The use of meaningful quality measures is critical to assuring patients have access to and receive appropriate services and that incentives drive improved health outcomes and patient care experience. However, despite discussions and work on this objective, there remains little agreement on which—and how—measures should be used by patient, provider, and payer communities. Effective quality measures are imperative to accountability in organized systems of care, especially where performance affects the ability of the provider to share in savings or determines whether a provider avoids penalties or receives bonus payments.
As recommended in, A Bipartisan Rx for Patient-Centered Care and System-Wide Cost Containment, quality-performance measures must be precise and clinically relevant to incentivize better delivery of health care. In fact, these measures must also provide meaningful data that can be adapted and publically reported in a way that consumers would find useful in making health care decisions and that providers would find helpful in designing strategies to improve quality and patient safety.
In attempting to achieve these goals, payers, providers, standard-setting/accrediting bodies, and federal and state agencies have pursued quality metric design, evaluation, and reporting, as well as the identification of a multitude of different quality measures. Much progress has been made over the years to develop meaningful quality measures and the federal government has made progress on aligning quality measures across federal programs.
However, many entities have somewhat different perspectives and priorities, which, when combined with ill defined and overlapping roles and responsibilities, has led to confusion and inefficiencies, including the inability to use the same measures across different health care payers. This inability has led to implementation of numerous, disparate measures leading to provider burden and confusion among consumers. The use of non-standardized (non-endorsed) measures by payers (whether similar endorsed measures exist or not), modification of endorsed measures, and a lack of uniform use of measures further contribute to the confusion and inefficiencies.
The proliferation of these measures burdens providers and undermines both payers and consumers. Failure to address the shortcomings in quality measurement will impede the shift from fee-for-service to alternative delivery and payment.
In 2013, BPC outlined recommendations for prioritizing, consolidating, and improving the use of quality measures by consumers and practitioners.
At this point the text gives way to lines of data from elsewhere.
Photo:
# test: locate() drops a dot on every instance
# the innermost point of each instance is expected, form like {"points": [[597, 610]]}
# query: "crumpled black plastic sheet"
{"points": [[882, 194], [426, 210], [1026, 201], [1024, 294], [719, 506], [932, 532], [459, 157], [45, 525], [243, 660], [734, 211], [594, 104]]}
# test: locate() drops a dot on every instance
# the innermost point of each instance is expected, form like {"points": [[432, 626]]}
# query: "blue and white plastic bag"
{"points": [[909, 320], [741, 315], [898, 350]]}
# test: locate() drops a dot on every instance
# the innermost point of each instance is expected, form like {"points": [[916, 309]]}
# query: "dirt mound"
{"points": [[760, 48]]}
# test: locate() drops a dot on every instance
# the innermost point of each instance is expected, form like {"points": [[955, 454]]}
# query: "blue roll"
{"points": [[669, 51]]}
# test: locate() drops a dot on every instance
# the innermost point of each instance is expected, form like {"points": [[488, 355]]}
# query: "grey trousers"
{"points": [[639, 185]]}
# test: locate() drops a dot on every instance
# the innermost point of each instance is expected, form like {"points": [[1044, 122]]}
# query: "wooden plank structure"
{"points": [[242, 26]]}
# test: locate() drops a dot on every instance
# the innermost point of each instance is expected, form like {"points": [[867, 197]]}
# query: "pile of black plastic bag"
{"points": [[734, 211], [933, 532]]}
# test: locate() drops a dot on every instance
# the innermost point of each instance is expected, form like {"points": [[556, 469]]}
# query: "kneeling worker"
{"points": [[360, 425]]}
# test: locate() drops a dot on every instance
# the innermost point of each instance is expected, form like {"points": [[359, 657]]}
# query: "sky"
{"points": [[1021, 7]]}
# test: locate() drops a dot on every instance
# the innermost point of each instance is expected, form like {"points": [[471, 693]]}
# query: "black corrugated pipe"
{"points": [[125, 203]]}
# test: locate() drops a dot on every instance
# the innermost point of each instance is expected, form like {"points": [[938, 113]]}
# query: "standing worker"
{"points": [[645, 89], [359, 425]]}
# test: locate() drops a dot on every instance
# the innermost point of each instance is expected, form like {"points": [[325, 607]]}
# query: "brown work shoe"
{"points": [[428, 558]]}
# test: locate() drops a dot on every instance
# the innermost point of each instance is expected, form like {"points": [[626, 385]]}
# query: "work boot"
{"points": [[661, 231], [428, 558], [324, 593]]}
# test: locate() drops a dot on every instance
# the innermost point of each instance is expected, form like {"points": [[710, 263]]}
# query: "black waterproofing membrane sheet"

While some of those recommendations have been adopted, identifying and adopting a limited set of quality measures that can be used across payers has been a long-standing challenge for policymakers and has not been achieved.
This paper focuses on recommendations to strengthen the quality-reporting system and the validity of available metrics. BPC encourages the present trend of private and public organizations and relevant stakeholders working together to better align the current measures and agency promulgation of a core set of measures that are clinically relevant and useful to providers, and that can be adapted to be accessible to consumers.